Chordal graphs are perfectly orderable; a perfect ordering of a chordal graph may be found by reversing a perfect elimination ordering for the graph. Thus, applying greedy coloring to a perfect ordering provides an efficient algorithm for optimally coloring chordal graphs. Comparability graphs are also perfectly orderable, with a perfect ordering being given by a topological ordering of a transitive orientation of the graph. The complement graphs of tolerance graphs are perfectly orderable.

Another class of perfectly orderable graphs is given by the graphs G such that, in every subset of five vertices from G, at least one of the five has a closed neighborhood that is a subset of (or equal to) the closed neighborhood of another of the five vertices. Equivalently, these are the graphs in which the partial order of closed neighborhoods, ordered by set inclusion, has width at most four. The 5-vertex cycle graph has a neighborhood partial order of width five, so four is the maximum width that ensures perfect orderability.
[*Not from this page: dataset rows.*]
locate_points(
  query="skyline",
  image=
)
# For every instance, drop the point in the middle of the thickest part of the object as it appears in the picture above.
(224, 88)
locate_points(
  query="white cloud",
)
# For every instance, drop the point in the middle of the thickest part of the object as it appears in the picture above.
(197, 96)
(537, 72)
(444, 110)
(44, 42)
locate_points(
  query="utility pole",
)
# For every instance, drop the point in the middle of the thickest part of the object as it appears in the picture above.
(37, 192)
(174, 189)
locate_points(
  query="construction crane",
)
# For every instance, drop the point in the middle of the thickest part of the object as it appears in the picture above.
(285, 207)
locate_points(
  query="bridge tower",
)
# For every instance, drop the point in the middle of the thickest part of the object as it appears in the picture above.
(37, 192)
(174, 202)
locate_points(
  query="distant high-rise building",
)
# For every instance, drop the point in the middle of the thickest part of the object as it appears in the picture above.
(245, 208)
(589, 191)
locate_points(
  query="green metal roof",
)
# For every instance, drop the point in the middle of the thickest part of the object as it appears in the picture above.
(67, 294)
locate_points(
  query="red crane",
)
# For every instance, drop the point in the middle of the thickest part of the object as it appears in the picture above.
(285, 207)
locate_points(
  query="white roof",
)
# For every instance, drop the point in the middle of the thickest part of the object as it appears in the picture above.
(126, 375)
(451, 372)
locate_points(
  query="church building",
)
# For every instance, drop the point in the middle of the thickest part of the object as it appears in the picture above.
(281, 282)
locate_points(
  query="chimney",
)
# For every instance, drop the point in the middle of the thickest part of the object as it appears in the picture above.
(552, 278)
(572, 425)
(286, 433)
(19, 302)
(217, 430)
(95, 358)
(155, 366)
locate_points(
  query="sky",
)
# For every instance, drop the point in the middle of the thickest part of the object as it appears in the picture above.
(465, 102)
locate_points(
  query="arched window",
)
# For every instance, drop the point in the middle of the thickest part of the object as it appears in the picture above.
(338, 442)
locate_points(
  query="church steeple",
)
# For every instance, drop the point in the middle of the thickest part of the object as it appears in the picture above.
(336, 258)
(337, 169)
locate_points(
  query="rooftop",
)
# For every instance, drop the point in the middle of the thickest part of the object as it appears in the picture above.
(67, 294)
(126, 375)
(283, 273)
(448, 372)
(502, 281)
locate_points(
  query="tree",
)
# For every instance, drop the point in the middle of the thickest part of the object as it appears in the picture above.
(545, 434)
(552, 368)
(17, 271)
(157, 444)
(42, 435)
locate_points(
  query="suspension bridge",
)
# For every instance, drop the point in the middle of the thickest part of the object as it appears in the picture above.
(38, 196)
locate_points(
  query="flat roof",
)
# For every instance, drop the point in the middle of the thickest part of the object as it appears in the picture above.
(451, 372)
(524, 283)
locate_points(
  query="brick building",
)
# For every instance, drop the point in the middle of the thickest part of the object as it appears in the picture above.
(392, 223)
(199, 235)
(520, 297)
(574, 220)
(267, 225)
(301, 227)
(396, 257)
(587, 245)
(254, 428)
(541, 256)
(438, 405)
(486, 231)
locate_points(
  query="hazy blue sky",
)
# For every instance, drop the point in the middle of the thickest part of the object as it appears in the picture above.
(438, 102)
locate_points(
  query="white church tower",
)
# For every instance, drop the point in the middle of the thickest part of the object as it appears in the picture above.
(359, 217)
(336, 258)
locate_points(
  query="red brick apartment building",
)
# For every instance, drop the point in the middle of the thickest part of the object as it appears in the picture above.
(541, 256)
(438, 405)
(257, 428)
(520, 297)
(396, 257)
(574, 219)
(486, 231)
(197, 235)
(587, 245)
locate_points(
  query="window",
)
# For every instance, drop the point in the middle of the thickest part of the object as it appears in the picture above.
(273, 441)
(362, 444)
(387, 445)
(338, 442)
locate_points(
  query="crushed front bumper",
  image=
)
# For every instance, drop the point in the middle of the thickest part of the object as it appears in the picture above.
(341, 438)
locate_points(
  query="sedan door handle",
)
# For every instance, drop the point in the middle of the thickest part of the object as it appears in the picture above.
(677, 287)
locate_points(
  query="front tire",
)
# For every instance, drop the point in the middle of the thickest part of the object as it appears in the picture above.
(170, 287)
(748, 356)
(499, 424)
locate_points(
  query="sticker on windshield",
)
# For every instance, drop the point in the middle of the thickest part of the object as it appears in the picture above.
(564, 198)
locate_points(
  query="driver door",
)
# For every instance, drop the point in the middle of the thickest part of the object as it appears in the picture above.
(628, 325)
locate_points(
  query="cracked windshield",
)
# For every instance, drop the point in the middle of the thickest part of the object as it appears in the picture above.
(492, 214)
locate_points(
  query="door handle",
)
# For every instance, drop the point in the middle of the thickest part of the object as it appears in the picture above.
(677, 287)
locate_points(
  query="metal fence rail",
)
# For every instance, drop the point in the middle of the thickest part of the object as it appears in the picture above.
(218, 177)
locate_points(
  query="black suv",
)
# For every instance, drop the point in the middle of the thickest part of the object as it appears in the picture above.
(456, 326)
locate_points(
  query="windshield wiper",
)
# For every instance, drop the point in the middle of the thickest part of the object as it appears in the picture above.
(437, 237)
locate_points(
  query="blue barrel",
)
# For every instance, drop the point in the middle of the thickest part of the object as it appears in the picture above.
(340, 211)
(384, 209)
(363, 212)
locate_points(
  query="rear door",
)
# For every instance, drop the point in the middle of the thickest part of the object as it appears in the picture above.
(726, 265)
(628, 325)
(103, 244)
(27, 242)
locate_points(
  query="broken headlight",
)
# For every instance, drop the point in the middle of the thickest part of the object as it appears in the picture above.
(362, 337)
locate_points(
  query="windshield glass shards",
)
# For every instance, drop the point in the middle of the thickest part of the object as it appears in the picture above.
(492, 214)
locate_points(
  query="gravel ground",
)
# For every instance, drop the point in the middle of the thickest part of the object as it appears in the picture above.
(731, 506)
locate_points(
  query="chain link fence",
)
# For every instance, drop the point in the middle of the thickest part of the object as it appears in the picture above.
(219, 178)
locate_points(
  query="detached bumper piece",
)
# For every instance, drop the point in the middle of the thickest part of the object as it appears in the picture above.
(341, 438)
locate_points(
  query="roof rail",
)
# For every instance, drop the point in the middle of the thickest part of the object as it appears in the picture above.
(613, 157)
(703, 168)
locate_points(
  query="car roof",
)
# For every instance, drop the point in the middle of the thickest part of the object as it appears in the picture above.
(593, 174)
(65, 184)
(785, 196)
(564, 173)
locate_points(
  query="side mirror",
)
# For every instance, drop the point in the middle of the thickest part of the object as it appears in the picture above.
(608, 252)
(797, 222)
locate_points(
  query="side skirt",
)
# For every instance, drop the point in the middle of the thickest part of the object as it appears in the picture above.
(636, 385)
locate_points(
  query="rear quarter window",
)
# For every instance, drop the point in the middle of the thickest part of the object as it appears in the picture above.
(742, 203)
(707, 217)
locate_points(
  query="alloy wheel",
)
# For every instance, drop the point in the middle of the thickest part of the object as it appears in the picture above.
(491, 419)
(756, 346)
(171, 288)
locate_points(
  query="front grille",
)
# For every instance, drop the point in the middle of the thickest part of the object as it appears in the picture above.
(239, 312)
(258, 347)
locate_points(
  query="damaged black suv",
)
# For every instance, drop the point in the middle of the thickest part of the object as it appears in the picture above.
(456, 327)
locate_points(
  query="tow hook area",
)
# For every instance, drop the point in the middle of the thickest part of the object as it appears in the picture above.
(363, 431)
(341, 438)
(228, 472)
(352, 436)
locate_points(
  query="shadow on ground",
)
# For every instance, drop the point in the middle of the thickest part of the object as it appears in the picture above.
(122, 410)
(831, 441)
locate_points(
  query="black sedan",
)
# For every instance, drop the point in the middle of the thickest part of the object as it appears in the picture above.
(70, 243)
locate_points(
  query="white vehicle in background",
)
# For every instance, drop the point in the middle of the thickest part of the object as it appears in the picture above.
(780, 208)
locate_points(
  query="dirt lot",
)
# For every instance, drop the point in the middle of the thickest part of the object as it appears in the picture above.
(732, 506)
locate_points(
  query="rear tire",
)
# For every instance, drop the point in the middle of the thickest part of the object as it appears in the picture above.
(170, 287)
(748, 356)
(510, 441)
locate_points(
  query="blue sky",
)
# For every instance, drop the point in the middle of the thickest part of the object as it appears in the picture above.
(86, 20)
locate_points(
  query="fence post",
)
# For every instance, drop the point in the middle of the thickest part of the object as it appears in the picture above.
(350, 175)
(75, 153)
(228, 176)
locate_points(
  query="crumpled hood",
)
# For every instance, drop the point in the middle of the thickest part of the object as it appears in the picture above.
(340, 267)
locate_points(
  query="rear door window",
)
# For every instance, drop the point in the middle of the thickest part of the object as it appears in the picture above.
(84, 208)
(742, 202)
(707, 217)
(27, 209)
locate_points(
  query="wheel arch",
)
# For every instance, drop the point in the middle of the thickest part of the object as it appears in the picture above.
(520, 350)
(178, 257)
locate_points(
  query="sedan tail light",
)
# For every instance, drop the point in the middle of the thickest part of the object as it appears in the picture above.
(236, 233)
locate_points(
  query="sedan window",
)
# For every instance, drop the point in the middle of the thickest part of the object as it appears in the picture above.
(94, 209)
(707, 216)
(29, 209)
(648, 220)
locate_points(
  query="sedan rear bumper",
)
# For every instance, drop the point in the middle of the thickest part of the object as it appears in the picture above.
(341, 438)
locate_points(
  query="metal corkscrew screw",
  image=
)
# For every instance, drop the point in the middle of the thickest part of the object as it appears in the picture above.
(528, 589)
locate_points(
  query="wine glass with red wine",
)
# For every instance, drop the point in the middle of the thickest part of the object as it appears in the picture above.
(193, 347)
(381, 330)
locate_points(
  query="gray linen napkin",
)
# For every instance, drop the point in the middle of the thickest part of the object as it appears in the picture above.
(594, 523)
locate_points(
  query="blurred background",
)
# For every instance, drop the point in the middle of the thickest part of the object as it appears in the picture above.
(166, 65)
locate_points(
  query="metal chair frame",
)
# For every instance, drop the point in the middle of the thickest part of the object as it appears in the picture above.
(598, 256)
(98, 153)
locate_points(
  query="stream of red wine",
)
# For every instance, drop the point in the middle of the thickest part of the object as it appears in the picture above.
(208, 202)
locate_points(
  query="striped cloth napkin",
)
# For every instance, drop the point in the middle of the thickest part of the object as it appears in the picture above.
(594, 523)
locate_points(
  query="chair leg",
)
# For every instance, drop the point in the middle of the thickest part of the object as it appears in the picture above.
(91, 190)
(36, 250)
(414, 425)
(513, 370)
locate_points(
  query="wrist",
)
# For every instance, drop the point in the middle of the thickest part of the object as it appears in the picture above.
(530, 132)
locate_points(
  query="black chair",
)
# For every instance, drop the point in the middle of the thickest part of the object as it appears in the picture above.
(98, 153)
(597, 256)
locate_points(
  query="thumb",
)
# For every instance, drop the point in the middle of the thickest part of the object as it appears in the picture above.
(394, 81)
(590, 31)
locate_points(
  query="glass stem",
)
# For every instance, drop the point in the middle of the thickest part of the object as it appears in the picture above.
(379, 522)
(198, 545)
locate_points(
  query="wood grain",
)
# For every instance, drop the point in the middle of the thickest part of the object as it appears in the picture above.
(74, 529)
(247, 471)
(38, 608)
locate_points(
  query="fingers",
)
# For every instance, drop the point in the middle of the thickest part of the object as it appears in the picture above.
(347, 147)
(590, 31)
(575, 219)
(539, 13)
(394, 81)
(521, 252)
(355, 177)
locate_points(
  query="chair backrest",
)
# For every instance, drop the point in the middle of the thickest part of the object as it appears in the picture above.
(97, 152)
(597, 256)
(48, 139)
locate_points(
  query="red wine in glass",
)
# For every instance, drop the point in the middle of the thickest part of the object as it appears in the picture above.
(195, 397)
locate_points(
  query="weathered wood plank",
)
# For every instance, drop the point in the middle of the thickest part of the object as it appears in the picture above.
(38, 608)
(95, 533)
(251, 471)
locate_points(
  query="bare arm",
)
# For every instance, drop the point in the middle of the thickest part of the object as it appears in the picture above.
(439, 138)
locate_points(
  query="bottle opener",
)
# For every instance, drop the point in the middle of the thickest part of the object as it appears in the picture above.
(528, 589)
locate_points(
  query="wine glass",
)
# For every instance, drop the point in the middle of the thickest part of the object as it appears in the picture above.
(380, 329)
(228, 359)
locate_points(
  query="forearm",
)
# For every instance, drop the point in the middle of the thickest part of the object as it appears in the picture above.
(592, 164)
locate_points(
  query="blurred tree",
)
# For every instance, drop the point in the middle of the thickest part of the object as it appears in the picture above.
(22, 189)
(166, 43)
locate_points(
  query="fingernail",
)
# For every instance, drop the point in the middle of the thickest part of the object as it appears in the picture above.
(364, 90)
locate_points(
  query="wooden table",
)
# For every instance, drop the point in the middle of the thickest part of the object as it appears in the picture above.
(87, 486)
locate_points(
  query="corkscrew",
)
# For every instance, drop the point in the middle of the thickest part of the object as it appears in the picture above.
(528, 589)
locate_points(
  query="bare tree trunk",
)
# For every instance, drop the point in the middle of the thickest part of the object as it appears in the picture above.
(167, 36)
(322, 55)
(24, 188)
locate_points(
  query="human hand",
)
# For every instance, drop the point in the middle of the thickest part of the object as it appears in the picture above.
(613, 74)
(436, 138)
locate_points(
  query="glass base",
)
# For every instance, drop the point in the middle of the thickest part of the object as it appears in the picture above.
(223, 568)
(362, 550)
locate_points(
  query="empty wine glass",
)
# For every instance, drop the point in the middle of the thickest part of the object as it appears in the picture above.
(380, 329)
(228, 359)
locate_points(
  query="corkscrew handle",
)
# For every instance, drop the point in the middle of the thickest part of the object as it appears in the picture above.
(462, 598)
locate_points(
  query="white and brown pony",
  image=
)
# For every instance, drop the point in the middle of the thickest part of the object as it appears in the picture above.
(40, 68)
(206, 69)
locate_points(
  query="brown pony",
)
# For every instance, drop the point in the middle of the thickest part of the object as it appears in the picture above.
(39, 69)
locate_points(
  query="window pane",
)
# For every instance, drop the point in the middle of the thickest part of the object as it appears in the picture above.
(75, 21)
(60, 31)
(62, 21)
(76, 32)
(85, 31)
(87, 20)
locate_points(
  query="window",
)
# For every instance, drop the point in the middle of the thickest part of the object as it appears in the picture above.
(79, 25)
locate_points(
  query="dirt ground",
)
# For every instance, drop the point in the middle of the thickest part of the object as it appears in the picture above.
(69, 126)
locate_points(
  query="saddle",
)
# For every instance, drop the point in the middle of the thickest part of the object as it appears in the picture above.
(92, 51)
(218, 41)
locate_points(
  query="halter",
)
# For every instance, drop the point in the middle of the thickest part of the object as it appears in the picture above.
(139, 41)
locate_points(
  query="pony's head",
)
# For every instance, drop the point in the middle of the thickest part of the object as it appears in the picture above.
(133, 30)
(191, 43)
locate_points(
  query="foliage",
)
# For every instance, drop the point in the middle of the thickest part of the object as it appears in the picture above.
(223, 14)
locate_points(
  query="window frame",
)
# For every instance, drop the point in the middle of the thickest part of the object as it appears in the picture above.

As with the chordal graphs (and unlike the perfectly orderable graphs more generally) the graphs with width four are recognizable in polynomial time.

A concept intermediate between the perfect elimination ordering of a chordal graph and a perfect ordering is a semiperfect elimination ordering: in an elimination ordering, there is no three-vertex induced path in which the middle vertex is the first of the three to be eliminated, and in a semiperfect elimination ordering, there is no four-vertex induced path in which one of the two middle vertices is the first to be eliminated. The reverse of this ordering therefore satisfies the requirements of a perfect ordering, so graphs with semiperfect elimination orderings are perfectly orderable. In particular, the same lexicographic breadth-first search algorithm used to find perfect elimination orders of chordal graphs can be used to find semiperfect elimination orders of distance-hereditary graphs, which are therefore also perfectly orderable.

The graphs for which every vertex ordering is a perfect ordering are the cographs. Because cographs are the graphs with no four-vertex induced path, they cannot violate the path-ordering requirement on a perfect ordering.

Several additional classes of perfectly orderable graphs are known.